The second count alleges deceit and common law fraud, stating, “Defendants actions and/or inactions are a violation of Oklahoma law regarding deceit. Defendants suppressed facts which they were bound to disclose, and misrepresented other facts in a deliberate attempt to mislead buyers.”

In addition, the suit alleges that the defendants’ actions constitute constructive fraud and states that the plaintiffs are entitled to both actual and punitive damages flowing from the “wrongful conduct” of the defendants.

The suit also charges the defendants with unfair trade practices in violation of the Oklahoma Consumer Protection Act, stating, “Defendants’ participation in kickbacks, fee-splitting, and charging of unearned fees, and defendants’ conduct in restricting, limiting and controlling settlement providers was immoral, unethical, oppressive, unscrupulous and substantially injurious to consumers.”

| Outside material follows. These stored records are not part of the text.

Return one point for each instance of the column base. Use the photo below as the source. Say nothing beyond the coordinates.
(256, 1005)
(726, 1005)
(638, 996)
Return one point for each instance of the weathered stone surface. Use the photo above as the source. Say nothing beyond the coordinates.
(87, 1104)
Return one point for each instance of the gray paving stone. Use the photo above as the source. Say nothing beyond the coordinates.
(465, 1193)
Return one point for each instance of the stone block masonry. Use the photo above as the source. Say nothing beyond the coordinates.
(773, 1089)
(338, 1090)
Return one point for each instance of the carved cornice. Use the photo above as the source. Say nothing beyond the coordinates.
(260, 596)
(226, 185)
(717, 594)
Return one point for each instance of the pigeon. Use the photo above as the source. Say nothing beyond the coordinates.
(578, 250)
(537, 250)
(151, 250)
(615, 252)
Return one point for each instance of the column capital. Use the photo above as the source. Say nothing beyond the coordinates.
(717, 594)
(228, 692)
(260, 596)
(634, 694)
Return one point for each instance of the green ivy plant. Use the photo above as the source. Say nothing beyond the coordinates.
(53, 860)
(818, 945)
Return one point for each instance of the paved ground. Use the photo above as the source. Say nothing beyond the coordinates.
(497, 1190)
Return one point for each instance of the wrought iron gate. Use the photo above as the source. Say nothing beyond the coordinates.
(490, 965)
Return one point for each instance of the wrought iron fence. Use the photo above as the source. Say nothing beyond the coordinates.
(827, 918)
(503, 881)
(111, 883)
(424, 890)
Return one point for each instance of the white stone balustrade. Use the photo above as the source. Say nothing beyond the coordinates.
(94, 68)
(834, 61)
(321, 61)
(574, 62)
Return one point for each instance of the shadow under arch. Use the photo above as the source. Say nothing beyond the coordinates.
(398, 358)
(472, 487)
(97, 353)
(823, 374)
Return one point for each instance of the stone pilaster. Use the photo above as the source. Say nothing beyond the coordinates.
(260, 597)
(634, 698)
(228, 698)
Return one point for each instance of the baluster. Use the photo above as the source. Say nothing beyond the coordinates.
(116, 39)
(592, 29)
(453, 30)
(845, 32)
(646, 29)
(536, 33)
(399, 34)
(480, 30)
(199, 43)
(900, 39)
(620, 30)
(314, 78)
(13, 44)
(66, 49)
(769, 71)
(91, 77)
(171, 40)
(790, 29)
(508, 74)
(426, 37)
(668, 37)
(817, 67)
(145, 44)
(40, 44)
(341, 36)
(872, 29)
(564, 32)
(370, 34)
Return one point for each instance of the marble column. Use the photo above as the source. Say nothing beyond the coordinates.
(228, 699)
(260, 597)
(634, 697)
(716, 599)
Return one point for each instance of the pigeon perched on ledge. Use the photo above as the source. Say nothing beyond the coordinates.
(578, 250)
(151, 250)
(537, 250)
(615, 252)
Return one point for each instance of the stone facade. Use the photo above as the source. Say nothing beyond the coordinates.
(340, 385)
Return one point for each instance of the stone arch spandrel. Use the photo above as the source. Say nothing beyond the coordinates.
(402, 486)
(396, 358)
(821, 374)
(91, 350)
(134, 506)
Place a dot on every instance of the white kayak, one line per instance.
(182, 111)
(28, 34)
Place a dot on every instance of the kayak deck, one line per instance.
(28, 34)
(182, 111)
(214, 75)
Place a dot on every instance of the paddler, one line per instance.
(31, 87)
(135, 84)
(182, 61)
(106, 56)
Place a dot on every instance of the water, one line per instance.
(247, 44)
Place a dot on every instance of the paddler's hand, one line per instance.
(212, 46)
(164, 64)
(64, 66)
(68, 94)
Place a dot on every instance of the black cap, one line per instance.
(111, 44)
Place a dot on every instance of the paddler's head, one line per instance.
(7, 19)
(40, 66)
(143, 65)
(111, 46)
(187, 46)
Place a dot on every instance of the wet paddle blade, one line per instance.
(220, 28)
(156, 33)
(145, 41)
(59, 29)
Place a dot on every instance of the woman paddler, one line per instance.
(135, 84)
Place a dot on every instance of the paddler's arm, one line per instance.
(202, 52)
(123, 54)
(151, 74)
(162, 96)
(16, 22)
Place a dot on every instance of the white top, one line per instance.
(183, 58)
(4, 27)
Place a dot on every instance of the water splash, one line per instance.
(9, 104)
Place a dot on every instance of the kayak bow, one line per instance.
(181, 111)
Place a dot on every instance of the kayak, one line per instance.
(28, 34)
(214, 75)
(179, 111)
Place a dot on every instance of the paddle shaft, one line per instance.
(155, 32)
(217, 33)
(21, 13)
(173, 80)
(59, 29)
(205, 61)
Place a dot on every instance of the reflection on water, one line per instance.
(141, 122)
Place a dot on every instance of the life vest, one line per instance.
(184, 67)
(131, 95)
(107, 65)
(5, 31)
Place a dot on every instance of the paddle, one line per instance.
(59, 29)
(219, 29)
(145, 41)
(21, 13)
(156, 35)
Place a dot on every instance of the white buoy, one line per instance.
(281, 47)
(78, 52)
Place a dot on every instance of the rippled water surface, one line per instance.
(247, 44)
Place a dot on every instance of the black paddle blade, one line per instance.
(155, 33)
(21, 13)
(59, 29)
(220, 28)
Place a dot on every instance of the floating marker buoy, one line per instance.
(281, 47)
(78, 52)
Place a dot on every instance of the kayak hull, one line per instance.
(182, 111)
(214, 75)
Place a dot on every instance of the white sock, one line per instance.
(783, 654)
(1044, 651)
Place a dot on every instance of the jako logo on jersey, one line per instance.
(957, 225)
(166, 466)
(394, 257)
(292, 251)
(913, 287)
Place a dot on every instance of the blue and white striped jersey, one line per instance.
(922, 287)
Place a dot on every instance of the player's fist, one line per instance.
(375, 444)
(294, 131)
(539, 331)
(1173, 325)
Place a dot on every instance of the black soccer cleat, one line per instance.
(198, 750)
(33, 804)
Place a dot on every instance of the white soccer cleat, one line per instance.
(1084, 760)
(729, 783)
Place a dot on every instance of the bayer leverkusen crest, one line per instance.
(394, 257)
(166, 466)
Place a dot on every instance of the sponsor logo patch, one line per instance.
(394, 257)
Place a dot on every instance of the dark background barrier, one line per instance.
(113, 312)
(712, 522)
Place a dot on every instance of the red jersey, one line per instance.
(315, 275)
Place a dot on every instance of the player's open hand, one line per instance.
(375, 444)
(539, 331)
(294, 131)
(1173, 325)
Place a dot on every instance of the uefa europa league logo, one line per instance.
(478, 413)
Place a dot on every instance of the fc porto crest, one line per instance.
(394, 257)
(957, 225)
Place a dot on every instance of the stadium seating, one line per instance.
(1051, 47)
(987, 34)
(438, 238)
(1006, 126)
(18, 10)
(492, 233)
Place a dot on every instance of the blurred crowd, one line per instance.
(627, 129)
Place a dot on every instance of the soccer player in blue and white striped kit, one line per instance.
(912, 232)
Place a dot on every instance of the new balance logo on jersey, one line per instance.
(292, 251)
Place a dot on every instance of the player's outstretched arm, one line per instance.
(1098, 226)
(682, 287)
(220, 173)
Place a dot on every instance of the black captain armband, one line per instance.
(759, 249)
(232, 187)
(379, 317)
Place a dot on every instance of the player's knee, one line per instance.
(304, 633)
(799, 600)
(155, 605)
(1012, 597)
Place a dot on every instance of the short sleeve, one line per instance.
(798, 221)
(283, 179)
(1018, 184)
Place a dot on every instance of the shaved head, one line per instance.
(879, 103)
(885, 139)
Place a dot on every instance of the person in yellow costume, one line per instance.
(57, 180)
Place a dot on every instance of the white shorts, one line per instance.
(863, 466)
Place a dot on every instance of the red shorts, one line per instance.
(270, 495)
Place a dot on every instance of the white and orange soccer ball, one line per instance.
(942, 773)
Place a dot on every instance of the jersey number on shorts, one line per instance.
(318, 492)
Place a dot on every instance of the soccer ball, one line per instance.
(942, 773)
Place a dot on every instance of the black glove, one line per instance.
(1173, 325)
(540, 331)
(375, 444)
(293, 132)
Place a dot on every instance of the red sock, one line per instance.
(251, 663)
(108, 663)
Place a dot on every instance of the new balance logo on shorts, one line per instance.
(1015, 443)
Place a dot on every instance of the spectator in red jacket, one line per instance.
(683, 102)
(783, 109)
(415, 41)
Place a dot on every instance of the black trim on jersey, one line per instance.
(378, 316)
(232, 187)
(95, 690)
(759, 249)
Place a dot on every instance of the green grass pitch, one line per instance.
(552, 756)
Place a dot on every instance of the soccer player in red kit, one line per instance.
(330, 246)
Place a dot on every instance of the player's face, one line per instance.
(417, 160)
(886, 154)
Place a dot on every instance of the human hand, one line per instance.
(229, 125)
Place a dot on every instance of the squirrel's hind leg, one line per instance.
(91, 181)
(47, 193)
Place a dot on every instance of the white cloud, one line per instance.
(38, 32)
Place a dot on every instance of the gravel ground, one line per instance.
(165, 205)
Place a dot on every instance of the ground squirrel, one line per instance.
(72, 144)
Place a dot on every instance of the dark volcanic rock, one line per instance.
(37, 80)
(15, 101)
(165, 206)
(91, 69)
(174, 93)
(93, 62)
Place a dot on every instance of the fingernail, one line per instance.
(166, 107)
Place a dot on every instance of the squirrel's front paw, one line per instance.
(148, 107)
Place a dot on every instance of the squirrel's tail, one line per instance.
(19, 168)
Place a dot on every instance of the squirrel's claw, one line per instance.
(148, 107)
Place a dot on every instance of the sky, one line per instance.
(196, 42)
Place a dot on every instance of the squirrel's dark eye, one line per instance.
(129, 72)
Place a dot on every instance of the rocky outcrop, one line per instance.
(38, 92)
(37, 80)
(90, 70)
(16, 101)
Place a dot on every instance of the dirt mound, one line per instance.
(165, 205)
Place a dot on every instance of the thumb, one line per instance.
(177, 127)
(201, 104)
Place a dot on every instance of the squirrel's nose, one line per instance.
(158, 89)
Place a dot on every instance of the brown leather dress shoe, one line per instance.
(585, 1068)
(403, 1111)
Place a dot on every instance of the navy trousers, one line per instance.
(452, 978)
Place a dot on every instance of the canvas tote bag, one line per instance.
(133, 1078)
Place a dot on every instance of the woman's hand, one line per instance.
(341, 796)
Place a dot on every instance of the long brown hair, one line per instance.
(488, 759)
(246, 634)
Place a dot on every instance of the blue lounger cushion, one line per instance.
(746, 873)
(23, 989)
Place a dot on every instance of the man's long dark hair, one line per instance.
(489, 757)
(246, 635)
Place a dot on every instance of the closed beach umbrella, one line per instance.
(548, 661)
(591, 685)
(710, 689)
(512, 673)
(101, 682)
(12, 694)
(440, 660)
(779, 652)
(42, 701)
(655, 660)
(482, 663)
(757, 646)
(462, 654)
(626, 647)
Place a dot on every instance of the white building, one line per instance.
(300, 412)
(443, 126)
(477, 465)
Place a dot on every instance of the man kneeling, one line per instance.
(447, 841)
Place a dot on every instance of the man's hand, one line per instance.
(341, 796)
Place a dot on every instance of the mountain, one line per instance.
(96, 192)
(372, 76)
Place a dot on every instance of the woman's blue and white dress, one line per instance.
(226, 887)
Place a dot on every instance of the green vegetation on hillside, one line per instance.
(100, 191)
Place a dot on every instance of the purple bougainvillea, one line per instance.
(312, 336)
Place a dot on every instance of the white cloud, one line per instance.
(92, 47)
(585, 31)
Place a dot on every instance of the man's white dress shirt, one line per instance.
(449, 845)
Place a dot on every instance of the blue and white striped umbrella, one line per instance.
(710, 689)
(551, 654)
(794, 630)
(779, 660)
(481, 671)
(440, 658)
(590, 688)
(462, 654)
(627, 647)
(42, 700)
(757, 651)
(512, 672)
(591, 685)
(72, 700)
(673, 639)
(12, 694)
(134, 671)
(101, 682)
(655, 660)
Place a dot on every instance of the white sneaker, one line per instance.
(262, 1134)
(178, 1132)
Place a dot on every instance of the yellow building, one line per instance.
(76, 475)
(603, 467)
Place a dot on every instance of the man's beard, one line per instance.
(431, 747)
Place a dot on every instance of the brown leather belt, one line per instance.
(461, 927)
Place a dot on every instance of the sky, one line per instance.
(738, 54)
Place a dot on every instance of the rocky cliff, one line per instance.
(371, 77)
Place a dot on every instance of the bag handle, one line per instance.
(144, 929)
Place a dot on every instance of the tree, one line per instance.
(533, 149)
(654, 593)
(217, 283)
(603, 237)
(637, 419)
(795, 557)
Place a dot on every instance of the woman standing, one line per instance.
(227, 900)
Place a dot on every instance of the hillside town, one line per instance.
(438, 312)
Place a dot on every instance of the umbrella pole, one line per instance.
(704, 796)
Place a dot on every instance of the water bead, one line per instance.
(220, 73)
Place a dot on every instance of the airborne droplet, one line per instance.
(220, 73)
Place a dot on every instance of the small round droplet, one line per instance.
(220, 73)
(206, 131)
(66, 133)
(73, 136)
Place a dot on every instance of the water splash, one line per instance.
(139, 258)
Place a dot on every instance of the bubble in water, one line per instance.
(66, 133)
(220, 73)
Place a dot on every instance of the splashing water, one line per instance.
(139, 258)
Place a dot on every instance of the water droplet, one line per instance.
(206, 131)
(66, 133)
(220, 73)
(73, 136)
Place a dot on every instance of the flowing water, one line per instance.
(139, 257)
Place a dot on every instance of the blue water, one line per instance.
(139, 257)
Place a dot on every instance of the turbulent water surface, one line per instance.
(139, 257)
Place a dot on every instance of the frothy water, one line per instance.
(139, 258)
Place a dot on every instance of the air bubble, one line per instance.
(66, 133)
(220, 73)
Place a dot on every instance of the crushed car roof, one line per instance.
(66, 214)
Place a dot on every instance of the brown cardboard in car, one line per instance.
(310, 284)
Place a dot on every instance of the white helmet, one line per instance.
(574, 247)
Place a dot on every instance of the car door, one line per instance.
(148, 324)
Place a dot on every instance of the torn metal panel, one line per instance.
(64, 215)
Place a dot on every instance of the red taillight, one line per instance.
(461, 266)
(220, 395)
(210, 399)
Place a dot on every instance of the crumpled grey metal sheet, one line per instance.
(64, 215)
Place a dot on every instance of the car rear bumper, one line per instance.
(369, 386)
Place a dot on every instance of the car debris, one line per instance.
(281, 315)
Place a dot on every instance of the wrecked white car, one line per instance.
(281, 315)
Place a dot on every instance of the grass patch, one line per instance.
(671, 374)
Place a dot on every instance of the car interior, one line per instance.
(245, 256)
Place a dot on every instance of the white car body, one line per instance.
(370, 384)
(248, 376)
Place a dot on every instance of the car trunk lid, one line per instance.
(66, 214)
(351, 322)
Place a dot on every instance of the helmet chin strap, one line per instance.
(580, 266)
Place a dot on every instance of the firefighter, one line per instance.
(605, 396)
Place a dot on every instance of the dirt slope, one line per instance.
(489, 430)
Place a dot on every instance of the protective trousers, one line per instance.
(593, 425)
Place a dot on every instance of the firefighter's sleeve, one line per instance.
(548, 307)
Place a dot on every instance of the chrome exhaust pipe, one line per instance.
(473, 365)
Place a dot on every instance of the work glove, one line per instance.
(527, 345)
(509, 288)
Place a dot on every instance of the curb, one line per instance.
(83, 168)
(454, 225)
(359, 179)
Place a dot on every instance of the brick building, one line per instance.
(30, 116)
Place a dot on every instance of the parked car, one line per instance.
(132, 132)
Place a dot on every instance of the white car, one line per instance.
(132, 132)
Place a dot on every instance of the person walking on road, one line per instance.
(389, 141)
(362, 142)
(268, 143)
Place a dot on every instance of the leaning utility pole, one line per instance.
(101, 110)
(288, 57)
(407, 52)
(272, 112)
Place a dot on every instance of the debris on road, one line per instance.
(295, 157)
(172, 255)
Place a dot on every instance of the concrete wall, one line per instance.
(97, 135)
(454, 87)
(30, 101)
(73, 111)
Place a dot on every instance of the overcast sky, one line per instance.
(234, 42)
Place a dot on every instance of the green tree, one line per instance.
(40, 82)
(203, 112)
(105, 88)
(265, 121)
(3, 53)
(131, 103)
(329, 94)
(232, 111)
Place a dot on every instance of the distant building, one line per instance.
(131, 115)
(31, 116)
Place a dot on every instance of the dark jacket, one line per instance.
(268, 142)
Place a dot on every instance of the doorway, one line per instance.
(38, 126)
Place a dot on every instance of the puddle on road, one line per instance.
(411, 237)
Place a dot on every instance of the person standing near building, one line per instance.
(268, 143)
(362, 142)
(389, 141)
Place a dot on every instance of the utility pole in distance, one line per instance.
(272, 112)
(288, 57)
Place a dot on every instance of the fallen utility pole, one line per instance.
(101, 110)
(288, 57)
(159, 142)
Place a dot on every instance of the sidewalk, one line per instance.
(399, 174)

The fourth count of the suit alleges unjust enrichment, and charges that “plaintiff and the plaintiff class members have suffered an injustice which can only be remedied by a disgorgement of unearned profits retained by defendants’ unjustly, and at the expense of plaintiff and plaintiff class members.” While the fifth count asserts fraudulent conspiracy and claims that “defendants conspired to charge excessive fees and control settlements and closings of real estate for the purpose of splitting fees and paying kickbacks for their own financial gain.”

The suit seeks actual and punitive damages for the defendants’ “unlawful and unscrupulous” conduct on this count. The suit was filed in the U.S. District Court for the Northern District of Oklahoma.

Plaintiff’s attorneys are reportedly speculating at this juncture that the number of plaintiffs in the class could exceed 10,000 and that the case could affect other businesses that have been adversely impacted by unfair trade practices.

Bohne has reportedly said that the case is not an issue of money, but rather of righting a wrong. John Woolman, president of McGraw Davisson Stewart and one of the defendants named in the suit, has reportedly denied the allegations and said that the companies will fight the lawsuit.